Open MPI User's Mailing List Archives

  |   Home   |   Support   |   FAQ   |   all Open MPI User's mailing list

Subject: Re: [OMPI users] mpi_comm_spawn have problems with group communicators
From: Milan Hodoscek (milan_at_[hidden])
Date: 2010-10-04 13:48:23

>>>>> "Ralph" == Ralph Castain <rhc_at_[hidden]> writes:

    Ralph> On Oct 4, 2010, at 10:36 AM, Milan Hodoscek wrote:

>>>>>>> "Ralph" == Ralph Castain <rhc_at_[hidden]> writes:
    Ralph> I'm not sure why the group communicator would make a
    Ralph> difference - the code area in question knows nothing about
    Ralph> the mpi aspects of the job. It looks like you are hitting a
    Ralph> race condition that causes a particular internal recv to
    Ralph> not exist when we subsequently try to cancel it, which
    Ralph> generates that error message. How did you configure OMPI?
>> Thank you for the reply!
>> Must be some race problem, but I have no control of it, or do
>> I?

    Ralph> Not really. What I don't understand is why your code would
    Ralph> work fine when using comm_world, but encounter a race
    Ralph> condition when using comm groups. There shouldn't be any
    Ralph> timing difference between the two cases.
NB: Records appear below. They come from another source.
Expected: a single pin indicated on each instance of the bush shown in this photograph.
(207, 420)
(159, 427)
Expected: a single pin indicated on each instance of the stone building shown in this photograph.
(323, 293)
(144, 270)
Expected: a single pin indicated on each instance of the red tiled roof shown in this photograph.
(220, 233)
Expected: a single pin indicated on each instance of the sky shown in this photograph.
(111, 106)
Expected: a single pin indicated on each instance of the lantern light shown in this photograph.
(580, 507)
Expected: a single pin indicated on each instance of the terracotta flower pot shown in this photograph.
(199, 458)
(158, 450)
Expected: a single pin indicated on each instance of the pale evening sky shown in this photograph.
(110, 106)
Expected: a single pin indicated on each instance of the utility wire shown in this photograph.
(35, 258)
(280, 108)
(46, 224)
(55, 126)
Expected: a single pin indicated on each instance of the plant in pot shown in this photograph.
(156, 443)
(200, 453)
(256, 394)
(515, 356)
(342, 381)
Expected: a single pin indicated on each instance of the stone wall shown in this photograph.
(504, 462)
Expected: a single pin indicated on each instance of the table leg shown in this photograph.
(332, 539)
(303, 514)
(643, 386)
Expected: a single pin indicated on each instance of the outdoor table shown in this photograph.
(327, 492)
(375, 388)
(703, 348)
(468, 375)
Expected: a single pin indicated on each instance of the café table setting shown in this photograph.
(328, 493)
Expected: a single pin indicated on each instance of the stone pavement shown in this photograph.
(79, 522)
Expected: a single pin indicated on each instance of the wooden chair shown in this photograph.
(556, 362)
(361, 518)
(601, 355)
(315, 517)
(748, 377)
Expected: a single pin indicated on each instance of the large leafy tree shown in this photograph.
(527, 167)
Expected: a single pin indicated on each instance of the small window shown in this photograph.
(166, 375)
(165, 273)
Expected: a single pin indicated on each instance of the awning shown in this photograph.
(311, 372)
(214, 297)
Fixing race condition is sometime easy by puting some variables into
the arrays. I just did for one of them but it didn't help. I'll do
some more testing in this direction, but I am running out of ideas.
When you put ngrp=1 and uncomment the other mpi_comm_spawn line in the
program you basically get only one spawn, so no opportunity for race
condition. But in my real project I usually work with many spawn
calls, however all using mpi_comm_world, but running different
programs, etc. And that always works. This time I want to localize
mpi_comm_spawns by similar trick that is in the program I sent. So
this small test case is a good model of what I would like to have.
I studied the MPI-2 standard and I think I got it right, but one never

    Ralph> I'll have to take a look and see if I can spot something in
    Ralph> the code...

Thanks a lot -- Milan